Well you’ve covered off most big issues in your (may I say) excellent ’13 facts’ article so let me focus on a pet hate – double spacing between words. There is a glaring double-space felony screaming out between “au dessous” and “de zero”. The lack of salience between the chart boundary lines and amongst the horizontal and vertical gridlines kind of irks me too but I’ll give Charlie a free pass on that one.

3. Who needs data visualization most and doesn't know it?

Well that’s a super question. My first instinct was to consider those in the world who might be considered information poor, perhaps looking at populations from countries considered to belong to the 3rd world. That’s quite a lazy answer though. Instead, I’ll turn towards Whitney Houston – something I suspect not many data visualisation interviewees do – who once stated “I believe the children are the future”. Whitney really was on to something and I think it is particularly resonant for visualisation. The next generation of kids going through all levels of education need to have access to better visualisation literacy, both as consumers and creators. Data will never go away. Tools will come and go but we’ll always need humans in some capacity to read and write visual portrayals of data. So let’s help get the next generation heading in the right direction.

4. If you were to organize a conference on data visualization, how would you call it and why?

Blame Word and me, not Andy.

Blame Word and me, not Andy.

I went through all sorts of derivatives of things like “The Assembly of Visualisers” and “The Congress of Visualisers”. I did the obligatory “VisFest” and even plummeted to the depths of “Izzy Wizzy, Let's Get Vizzy”. But I think I will settle on “The Data Visualisation Show” because I would look to organize a particularly-strongly curated and choreographed “show”, something that would be an extravaganza of creativity (music, performance, dance, all the senses) showcasing data visualisation across the entire spectrum of its application. Also has the (really very clever) double implication of the word “show”.

5. What else would you do if you were not remotely in this field?

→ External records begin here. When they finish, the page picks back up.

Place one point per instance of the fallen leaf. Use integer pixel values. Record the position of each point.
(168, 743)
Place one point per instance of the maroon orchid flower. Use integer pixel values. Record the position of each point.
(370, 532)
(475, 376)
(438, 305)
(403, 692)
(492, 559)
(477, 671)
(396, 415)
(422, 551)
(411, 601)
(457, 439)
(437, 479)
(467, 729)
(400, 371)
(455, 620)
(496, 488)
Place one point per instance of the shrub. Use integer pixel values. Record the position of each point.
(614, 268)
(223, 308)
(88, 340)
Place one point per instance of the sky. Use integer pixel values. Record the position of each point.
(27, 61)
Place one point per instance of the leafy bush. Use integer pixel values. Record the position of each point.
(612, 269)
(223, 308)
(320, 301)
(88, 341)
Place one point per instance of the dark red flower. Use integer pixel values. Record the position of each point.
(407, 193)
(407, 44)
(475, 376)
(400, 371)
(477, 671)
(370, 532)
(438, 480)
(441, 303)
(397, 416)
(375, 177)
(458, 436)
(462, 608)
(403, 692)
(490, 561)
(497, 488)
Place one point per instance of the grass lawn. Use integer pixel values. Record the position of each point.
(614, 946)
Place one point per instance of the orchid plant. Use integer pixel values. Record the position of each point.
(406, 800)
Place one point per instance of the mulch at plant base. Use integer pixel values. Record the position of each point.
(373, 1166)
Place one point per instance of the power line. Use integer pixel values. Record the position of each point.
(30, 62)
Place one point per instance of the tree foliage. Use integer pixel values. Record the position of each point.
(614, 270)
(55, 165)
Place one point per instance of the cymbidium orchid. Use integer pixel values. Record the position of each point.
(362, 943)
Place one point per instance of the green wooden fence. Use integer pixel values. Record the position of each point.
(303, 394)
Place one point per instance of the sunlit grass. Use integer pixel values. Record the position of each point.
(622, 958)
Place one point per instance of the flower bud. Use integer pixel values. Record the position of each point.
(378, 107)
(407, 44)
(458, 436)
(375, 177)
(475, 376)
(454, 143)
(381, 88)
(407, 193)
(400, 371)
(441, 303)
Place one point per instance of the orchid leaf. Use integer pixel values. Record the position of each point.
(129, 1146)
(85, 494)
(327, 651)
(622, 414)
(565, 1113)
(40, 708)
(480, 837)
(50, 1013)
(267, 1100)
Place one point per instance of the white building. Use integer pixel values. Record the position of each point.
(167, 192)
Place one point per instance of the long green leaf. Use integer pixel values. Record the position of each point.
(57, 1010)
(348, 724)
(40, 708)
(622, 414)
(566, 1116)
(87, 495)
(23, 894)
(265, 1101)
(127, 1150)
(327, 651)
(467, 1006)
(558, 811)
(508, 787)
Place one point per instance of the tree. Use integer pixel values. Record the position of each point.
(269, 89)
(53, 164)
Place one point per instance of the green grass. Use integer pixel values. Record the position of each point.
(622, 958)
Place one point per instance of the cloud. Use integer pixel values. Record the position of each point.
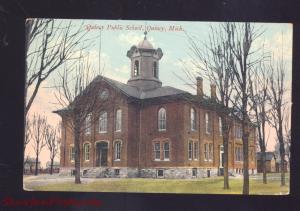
(133, 38)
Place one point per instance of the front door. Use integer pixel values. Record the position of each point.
(101, 154)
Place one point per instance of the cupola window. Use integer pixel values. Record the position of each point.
(136, 67)
(155, 70)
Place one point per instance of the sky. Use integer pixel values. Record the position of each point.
(117, 37)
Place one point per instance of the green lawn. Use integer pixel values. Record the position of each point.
(197, 186)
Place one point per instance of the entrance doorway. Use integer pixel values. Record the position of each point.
(101, 153)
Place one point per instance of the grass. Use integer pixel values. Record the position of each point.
(212, 185)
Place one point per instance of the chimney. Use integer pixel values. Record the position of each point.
(199, 86)
(213, 94)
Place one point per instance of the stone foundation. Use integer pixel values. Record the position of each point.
(167, 173)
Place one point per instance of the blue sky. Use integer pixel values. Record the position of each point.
(117, 39)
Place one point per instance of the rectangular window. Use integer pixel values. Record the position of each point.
(166, 151)
(157, 151)
(238, 132)
(86, 151)
(210, 150)
(220, 126)
(118, 120)
(160, 173)
(72, 153)
(88, 124)
(207, 124)
(190, 150)
(196, 151)
(206, 152)
(117, 172)
(103, 123)
(239, 154)
(194, 172)
(118, 151)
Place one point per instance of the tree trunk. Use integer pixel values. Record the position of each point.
(282, 161)
(77, 152)
(51, 167)
(225, 145)
(36, 165)
(245, 160)
(264, 167)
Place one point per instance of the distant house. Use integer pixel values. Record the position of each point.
(29, 166)
(270, 162)
(55, 166)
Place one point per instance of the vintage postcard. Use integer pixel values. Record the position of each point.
(158, 106)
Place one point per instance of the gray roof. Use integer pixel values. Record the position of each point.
(269, 155)
(135, 92)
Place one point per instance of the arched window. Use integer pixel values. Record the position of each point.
(162, 119)
(72, 153)
(88, 124)
(118, 120)
(117, 150)
(136, 68)
(86, 152)
(193, 119)
(155, 70)
(103, 122)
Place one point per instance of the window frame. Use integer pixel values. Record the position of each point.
(207, 123)
(72, 153)
(104, 120)
(117, 150)
(118, 124)
(193, 125)
(136, 68)
(157, 151)
(190, 150)
(88, 124)
(85, 153)
(162, 119)
(220, 127)
(164, 151)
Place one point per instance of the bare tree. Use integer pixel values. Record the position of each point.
(278, 104)
(49, 44)
(52, 137)
(39, 125)
(259, 98)
(211, 61)
(28, 133)
(82, 99)
(241, 37)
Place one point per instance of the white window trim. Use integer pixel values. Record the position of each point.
(117, 120)
(193, 121)
(159, 120)
(88, 124)
(166, 159)
(106, 123)
(115, 143)
(70, 154)
(88, 143)
(162, 175)
(207, 123)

My previous life was in Information Management and Data Analysis so, along with my undergraduate study in Operational Research, I’ve never been too far away from some of the core disciplines of this game. I’ll therefore answer this question more like ‘in another life maybe I would have been…’. If I was to take a leap of imagination, I think I would like to have had a go at being a detective (Columbo more than a Rust Cohle type) where I think some of my instincts might serve me well, plus I’ve a good eye for facial recognition. Journalist would be another but that’s too close as is, I guess, being in advertising. Sometimes, on a nice spring/summer day I would like to just drive heavy duty mower and cut the grass on football fields or golf courses. That would be quite pleasant for a short while. I’ve had many ideas for business ventures and inventions down the years but thankfully I never pursued them. They would have been moderate failures at best. Maybe a football pundit. Let’s go with that.

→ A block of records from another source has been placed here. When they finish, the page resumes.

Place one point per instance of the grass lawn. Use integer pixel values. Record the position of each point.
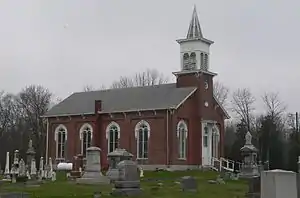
(63, 188)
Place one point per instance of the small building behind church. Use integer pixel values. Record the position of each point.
(178, 125)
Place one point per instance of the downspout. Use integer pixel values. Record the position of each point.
(47, 139)
(167, 138)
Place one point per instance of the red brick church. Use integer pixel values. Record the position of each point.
(178, 125)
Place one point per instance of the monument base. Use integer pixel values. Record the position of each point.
(113, 174)
(126, 192)
(93, 178)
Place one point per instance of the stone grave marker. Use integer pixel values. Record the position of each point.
(254, 185)
(22, 168)
(189, 183)
(92, 173)
(278, 184)
(114, 159)
(128, 182)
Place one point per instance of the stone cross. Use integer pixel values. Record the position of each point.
(248, 138)
(42, 168)
(33, 167)
(30, 144)
(16, 157)
(6, 172)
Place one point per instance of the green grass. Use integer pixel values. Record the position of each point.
(63, 188)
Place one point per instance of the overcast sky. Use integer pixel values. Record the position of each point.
(257, 42)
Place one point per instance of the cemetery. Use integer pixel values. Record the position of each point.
(124, 177)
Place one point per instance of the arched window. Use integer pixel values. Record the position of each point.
(112, 136)
(202, 61)
(186, 61)
(193, 60)
(182, 131)
(142, 134)
(205, 62)
(60, 139)
(205, 137)
(86, 134)
(215, 141)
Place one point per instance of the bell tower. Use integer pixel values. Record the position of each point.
(194, 56)
(194, 49)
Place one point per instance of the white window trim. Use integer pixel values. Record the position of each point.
(136, 130)
(56, 140)
(182, 123)
(205, 136)
(108, 131)
(86, 125)
(216, 133)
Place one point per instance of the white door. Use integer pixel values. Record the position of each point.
(206, 146)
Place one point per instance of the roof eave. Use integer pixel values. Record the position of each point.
(209, 42)
(66, 115)
(134, 110)
(198, 71)
(223, 109)
(189, 95)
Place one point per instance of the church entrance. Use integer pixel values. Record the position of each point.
(210, 143)
(206, 146)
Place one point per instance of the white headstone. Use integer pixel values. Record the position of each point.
(278, 184)
(6, 172)
(22, 168)
(42, 172)
(33, 167)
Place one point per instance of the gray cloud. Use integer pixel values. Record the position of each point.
(256, 42)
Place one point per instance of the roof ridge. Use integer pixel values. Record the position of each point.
(124, 88)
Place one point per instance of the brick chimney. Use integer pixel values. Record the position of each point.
(98, 106)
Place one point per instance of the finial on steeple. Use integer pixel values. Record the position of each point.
(194, 28)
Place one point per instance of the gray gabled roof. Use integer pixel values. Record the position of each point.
(123, 100)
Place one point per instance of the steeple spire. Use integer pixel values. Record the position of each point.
(194, 28)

6. How would you introduce yourself to Edward Tufte?

Genuinely, I would thank him for his early books, explain they were very influential in helping me fall in love with this subject. Then I’d shake his hand and walk away to avoid risking any further interaction that might tarnish the experience.

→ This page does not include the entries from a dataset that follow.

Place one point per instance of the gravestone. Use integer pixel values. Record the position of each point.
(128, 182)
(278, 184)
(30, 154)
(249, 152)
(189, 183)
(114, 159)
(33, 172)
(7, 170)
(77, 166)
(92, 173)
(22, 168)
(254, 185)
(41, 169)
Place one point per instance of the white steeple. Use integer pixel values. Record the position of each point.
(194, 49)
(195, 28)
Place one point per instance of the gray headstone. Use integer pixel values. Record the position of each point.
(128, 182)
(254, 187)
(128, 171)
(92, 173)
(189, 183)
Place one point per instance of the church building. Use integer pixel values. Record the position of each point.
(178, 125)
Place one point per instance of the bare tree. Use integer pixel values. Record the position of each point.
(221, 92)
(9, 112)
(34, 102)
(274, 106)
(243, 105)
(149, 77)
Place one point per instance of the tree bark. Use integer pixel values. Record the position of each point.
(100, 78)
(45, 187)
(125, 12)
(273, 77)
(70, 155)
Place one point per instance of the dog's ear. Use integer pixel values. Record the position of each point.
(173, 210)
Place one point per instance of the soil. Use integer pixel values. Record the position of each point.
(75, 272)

7. What would be your pickup line for a data visualization geek?

AndyKirk-ProfilePic3.jpeg

“Well, hi, really nice to BUMP into you. I’m not from the AREA but I saw you in the LINE for the BAR. You popped up on my RADAR when I heard you ordering the bottle of BUBBLEy. Sorry if I sound like I’ve lost the PLOT, I’m a bit SCATTERY and this probably sounds like a STREAM of nonsense – maybe it is the HEAT – but would you be interested in going for a PIE sometime? I fully understand if I’m not your ISOTYPE but, if you fancy it, VENN would be a good time to meet up?”

Smooooth.

8. Who has less than 300 followers on Twitter and should have much more? 

As you have not offered any constraints on this question I will select four very smart and impressive individuals.

9. What question should I ask to my next guest? 

What’s the one data visualisation passion project that you’ve never had the time, opportunity or capability to undertake but would dearly love to do so one day?